Soledad

Una anciana sentada en una silla. ARCHIVO

Me dio la impresión de que me iba a contar alguna batallita de esas en la que uno pretender activar el piloto automático, pero no...

Me ha venido a la memoria algo que me ocurrió en mayo. Desde una residencia de ancianos navarra me invitaron a hablar de mi penúltima novela, El destino de Sofía (sahats), y, cuando ya me iba, se me acercó ella.

Alta y locuaz, por su acento, intuí que podría ser gallega o asturiana. Se expresaba con mucha soltura y gesticulaba casi en exceso. Me contó doscientas mil cosas que olvidó al instante mi memoria de pez, salvo una.

-Tengo dos hijos, uno vive en Islandia y el otro en Zaragoza.

Me dio la impresión de que me iba a contar alguna batallita de esas en la que uno pretender activar el piloto automático, pero no.
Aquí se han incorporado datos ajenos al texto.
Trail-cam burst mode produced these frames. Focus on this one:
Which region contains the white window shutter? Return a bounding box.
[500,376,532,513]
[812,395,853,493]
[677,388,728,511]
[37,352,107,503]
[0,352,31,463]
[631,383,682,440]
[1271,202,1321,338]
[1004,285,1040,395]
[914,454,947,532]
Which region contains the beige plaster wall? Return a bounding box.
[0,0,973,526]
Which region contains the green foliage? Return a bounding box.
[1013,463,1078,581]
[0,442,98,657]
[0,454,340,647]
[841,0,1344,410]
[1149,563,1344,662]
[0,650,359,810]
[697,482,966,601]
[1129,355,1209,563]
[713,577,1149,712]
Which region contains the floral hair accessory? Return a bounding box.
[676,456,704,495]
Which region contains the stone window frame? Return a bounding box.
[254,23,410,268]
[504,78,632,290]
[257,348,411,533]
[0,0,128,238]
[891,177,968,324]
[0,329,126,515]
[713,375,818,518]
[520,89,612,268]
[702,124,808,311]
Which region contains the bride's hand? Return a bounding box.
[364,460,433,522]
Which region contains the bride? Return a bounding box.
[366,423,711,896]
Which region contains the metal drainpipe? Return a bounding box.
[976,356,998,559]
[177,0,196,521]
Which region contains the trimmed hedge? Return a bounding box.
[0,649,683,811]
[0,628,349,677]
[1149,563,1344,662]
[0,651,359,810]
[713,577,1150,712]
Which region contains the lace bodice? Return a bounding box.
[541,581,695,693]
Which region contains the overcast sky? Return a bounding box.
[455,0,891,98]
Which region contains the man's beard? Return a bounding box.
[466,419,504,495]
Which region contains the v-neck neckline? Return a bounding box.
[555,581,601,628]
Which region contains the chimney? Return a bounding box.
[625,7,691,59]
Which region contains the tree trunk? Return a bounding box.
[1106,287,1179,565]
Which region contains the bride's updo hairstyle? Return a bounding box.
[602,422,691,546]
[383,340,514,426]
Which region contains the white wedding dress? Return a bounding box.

No.

-A mis casi noventa años, ¿tú te crees que me venga a ver más el forastero que el que está aquí al lado?

Yo no supe bien qué decir…

-El de aquí, con suerte, me visita dos veces: por Navidad y en mi cumpleaños cuando se acuerda... En cambio su hermano, no sé cómo se las arregla para verme cuatro, cinco y hasta en seis ocasiones al año. ¿Y sabes por qué? ¿Te lo digo? Porque querer es poder, Juan.

Recuerdo que ella encogió los hombros, cerró los ojos y dio media vuelta en aquel pasillo de paredes blanquecinas mientras me dijo al alejarse: “A ver si escribes pronto otra novela y nos vienes a visitar”.

Ideación de ‘Soledad’

De vez en cuando me viene a la memoria la conversación que acabo de reproducir.